>On Fri, 25 Jan 2008, Max B. Sawicky wrote:
>
> > I see it as just the opposite. BHO is to the left of HRC on most
> > everything. And HRC has demonstrated less trustworthyness. I'm doing a
> > piece on this now.
>
>Please post it when you do! So far on this list that position has zero
>defenders. We'd be fascinated to see your case and to see a man of your
>caliber defend it. And if it's true, it'll certainly be a much simpler
>explanation of why so many people seem to think that, which has thus far
>been baffling us.
>
>Michael
well, very few people actually study someone's policy proposals or ask about who his advisors are. they listen to snippets of speeches and absorb things on t.v. In that case, a detailed analysis of policy isn't going to explain what's going on. Carl will love this, as I think a blogger, voyou, got it right when she unpacked the rhetoric in the MLK speech. Carl will love it because it is similar to Walter Benn Michael's argument, though she draws her inspiration from the pomos -- much as Ange, at archive.blogsome.com does.

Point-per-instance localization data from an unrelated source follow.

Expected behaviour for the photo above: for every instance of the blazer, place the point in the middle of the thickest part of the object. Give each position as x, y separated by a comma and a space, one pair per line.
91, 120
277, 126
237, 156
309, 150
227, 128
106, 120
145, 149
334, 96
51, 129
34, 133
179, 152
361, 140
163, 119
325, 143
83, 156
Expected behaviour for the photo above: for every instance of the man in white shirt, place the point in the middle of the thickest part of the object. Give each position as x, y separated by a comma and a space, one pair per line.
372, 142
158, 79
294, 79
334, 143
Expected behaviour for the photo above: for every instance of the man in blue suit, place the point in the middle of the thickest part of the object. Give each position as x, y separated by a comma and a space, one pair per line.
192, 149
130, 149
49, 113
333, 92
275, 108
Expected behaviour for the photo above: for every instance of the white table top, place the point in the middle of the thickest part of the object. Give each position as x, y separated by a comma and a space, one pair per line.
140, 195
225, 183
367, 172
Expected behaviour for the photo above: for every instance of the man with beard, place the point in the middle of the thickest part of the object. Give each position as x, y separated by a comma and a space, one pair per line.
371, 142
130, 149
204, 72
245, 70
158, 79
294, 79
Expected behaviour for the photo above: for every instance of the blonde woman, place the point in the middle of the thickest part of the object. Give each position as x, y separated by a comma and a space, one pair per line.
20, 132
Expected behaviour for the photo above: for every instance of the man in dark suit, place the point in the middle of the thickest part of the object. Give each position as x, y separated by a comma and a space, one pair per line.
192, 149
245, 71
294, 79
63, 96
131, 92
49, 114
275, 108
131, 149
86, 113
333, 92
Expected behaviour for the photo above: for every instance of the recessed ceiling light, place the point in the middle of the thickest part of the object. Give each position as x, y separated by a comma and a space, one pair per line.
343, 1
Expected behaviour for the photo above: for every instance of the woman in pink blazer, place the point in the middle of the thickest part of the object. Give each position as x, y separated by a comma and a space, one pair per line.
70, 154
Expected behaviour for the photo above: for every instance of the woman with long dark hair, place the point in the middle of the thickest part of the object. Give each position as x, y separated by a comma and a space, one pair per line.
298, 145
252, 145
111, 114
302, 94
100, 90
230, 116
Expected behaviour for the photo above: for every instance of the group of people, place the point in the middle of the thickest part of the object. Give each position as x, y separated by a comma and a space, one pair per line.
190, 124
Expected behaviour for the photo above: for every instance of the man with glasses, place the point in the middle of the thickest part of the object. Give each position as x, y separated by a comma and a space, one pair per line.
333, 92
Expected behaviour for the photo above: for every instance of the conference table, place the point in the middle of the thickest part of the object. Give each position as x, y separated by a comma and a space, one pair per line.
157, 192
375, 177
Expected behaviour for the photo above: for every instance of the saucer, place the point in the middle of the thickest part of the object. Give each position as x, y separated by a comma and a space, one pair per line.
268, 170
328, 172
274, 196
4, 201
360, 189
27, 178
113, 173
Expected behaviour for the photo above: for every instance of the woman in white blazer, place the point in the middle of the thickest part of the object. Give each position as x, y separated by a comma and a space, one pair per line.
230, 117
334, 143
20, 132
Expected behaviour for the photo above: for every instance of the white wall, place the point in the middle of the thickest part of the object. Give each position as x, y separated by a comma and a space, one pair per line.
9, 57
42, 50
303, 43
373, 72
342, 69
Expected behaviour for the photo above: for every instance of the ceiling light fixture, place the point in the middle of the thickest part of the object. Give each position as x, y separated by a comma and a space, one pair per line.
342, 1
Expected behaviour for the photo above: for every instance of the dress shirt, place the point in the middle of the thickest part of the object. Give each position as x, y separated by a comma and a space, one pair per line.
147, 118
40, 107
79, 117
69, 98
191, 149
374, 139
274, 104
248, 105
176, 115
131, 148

First, a snip from the speech (there's more at the link below for fuller context):
But of course, true unity cannot be so easily won. It starts with a change in attitudes a broadening of our minds, and a broadening of our hearts.

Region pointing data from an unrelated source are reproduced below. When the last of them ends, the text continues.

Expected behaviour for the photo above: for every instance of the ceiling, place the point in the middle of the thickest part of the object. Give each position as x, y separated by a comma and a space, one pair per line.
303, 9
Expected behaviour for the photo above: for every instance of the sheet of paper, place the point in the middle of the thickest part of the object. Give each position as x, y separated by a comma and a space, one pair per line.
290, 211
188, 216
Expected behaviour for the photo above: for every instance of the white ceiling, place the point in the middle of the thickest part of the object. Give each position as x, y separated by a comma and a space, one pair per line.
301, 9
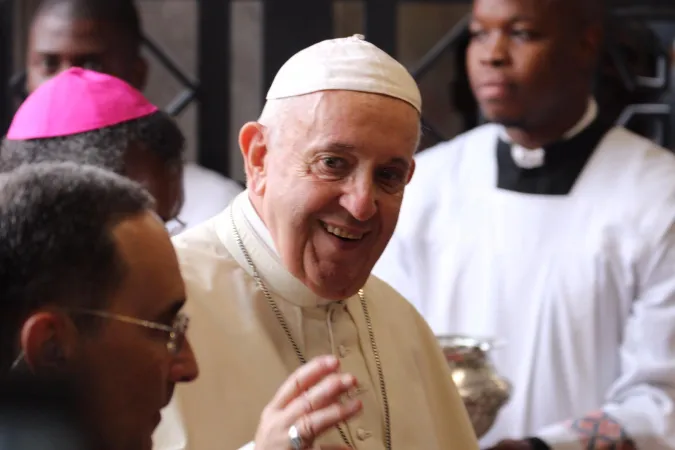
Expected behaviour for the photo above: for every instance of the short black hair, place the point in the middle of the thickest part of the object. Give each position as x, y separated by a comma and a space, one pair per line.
122, 14
56, 242
105, 147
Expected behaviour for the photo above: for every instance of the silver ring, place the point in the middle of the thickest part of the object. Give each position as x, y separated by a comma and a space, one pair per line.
296, 440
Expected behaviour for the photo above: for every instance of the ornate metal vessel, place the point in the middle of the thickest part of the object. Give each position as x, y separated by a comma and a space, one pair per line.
483, 391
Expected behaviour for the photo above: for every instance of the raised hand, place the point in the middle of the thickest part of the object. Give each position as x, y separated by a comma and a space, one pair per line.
306, 405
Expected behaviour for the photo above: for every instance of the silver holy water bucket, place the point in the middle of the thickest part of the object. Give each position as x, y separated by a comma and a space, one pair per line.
483, 391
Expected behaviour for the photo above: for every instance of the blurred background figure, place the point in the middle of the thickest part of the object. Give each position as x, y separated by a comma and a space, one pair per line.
106, 36
111, 125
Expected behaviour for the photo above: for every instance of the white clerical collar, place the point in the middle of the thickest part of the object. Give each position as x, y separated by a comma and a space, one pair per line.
258, 242
533, 158
256, 222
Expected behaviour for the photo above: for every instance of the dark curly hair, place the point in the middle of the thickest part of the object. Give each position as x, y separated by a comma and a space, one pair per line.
56, 243
122, 14
103, 148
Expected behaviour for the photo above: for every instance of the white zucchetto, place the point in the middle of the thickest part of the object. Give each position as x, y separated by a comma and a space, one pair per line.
348, 64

It's not easy to stand in somebody else's shoes. It's not easy to see past our differences. We've all encountered this in our own lives. But what makes it even more difficult is that we have a politics in this country that seeks to drive us apart that puts up walls between us.
We are told that those who differ from us on a few things are different from us on all things; that our problems are the fault of those who don't think like us or look like us or come from where we do. The welfare queen is taking our tax money. The immigrant is taking our jobs. The believer condemns the non-believer as immoral, and the non-believer chides the believer as intolerant.

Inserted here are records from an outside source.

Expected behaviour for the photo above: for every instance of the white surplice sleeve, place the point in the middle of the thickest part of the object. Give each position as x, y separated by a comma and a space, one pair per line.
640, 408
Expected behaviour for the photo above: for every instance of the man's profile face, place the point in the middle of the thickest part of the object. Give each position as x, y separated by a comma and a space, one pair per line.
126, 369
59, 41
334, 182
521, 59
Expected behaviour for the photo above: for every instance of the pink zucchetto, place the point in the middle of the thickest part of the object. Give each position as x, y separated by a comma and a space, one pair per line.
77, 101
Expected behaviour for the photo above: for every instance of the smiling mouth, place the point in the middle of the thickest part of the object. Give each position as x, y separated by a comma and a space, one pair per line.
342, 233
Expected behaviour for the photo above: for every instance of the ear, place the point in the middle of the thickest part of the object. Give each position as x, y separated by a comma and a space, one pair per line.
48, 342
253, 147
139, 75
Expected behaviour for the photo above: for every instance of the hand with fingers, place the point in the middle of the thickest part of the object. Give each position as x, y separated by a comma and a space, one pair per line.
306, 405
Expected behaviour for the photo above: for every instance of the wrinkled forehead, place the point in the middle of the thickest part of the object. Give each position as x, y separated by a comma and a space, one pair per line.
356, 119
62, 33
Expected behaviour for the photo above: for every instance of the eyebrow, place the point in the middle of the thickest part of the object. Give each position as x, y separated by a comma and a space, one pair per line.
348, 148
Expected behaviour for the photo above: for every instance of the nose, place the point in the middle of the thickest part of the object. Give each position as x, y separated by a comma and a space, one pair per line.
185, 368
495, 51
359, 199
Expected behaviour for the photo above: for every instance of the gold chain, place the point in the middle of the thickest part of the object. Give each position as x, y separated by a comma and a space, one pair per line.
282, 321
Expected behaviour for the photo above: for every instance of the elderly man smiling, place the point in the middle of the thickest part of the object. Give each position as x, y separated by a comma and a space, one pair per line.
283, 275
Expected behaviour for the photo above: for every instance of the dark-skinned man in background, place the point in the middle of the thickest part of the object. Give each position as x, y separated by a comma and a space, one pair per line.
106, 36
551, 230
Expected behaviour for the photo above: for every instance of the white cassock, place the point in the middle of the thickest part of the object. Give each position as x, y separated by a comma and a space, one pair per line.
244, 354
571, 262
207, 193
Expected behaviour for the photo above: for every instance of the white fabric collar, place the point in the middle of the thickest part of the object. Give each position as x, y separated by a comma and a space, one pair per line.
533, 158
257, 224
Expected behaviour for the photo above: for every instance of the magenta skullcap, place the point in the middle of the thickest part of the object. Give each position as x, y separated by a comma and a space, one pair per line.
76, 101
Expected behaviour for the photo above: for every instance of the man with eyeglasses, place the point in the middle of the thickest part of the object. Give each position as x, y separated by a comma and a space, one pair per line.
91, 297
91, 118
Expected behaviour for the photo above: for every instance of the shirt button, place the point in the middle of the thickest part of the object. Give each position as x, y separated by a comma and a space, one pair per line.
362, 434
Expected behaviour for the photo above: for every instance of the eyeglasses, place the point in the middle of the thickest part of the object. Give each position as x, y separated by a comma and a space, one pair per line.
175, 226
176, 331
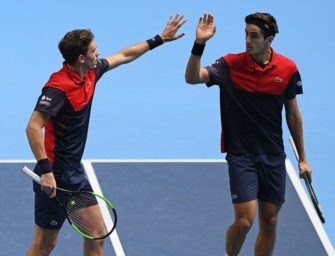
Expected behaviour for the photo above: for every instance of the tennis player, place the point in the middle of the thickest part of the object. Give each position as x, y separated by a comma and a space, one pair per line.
254, 87
63, 110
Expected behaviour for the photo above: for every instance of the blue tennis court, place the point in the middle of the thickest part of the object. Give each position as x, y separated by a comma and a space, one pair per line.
165, 207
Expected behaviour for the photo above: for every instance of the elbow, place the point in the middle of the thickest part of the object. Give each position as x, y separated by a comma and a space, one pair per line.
31, 129
190, 80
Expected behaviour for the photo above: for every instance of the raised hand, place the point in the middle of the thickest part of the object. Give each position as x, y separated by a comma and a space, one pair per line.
205, 29
174, 23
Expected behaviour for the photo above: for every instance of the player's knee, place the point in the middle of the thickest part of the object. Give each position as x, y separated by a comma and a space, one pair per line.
42, 248
243, 224
269, 222
93, 245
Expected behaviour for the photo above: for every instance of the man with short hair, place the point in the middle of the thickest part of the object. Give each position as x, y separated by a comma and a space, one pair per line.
254, 87
63, 110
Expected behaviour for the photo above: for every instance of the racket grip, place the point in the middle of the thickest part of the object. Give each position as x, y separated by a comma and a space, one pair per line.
30, 173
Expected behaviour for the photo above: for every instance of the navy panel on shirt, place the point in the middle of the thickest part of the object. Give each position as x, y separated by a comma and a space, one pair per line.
67, 99
251, 101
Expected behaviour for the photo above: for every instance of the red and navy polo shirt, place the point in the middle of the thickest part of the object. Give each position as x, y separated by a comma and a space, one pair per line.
67, 99
252, 99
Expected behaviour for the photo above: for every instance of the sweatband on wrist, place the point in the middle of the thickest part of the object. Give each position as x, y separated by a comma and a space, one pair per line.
44, 165
198, 49
154, 42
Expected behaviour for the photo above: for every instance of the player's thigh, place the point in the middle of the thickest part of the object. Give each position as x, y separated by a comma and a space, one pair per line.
243, 178
268, 212
245, 212
45, 237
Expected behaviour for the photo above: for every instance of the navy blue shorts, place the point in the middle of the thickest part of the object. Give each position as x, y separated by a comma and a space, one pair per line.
257, 176
49, 213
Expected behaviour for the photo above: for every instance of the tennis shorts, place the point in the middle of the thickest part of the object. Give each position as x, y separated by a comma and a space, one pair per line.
49, 213
257, 176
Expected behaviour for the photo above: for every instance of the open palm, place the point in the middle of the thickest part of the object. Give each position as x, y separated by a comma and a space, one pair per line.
205, 29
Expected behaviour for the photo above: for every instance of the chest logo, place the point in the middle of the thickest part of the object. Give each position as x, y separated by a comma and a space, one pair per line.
278, 79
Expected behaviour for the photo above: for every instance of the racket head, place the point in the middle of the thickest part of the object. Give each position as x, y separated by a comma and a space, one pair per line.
91, 215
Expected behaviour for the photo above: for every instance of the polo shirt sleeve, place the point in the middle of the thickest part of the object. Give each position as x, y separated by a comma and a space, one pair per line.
50, 101
101, 68
294, 86
218, 72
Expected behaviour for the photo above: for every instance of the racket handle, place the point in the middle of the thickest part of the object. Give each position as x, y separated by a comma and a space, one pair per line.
30, 173
294, 148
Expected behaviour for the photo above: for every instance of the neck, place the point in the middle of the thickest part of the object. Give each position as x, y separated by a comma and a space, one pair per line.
79, 69
263, 58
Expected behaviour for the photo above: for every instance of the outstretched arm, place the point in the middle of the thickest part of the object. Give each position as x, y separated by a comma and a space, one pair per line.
36, 142
133, 52
294, 123
205, 30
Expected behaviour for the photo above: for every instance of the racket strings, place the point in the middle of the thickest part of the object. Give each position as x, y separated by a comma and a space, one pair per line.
88, 220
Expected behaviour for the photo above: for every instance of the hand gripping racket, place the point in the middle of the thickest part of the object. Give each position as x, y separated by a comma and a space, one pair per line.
84, 211
309, 186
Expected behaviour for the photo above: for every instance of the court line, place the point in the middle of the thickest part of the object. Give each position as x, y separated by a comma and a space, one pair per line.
309, 208
157, 160
105, 213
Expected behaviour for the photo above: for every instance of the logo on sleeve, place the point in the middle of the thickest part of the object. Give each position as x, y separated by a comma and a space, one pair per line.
45, 100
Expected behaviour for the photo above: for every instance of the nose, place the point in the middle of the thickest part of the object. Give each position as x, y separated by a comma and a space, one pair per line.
247, 39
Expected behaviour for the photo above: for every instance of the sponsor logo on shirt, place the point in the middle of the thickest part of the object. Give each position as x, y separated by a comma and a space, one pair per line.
53, 223
277, 79
45, 100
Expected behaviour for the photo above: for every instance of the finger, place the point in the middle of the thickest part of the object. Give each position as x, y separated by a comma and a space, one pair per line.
180, 35
214, 29
52, 193
205, 18
200, 21
179, 18
181, 23
210, 19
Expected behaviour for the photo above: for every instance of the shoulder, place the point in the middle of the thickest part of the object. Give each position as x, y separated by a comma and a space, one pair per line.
235, 58
285, 62
57, 80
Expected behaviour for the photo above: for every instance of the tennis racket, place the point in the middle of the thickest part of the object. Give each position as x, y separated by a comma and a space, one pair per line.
84, 211
309, 186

So let us say that on this day of all days, each of us carries with us the task of changing our hearts and minds. The division, the stereotypes, the scape-goating, the ease with which we blame our plight on others all of this distracts us from the common challenges we face war and poverty; injustice and inequality. We can no longer afford to build ourselves up by tearing someone else down. We can no longer afford to traffic in lies or fear or hate. It is the poison that we must purge from our politics; the wall that we must tear down before the hour grows too late.
Because if Dr. King could love his jailor; if he could call on the faithful who once sat where you do to forgive those who set dogs and fire hoses upon them, then surely we can look past what divides us in our time, and bind up our wounds, and erase the empathy deficit that exists in our hearts.
Voyou writes:
Look at the extraordinary care with which Obama guides us here, and the fundamental duplicity of his message. He moves from King's message of unity as solidarity in the face of oppression, to an idea of unity as empathy with the oppressors. He redescribes King's ideology of struggle, in which unity depends on knowing who your enemy is, as an ideology of empathy, in which there are no antagonisms to be overcome, just differences to be resolved through understanding. <http://www.tnr.com/politics/story.html?id=8200e5c2-a250-4532-b318-6182083b698e&p=3>A rather horrible article in the New Republic describes Obama as practicing "anti-identity politics," but this gets things the wrong way round: Obama is the fulfillment of identity politics, in that his idea of unity is only possible on the basis of an ideology that substitutes identity (distinguishing characteristics that must be respected) for politics (a difference that forms the basis for struggle).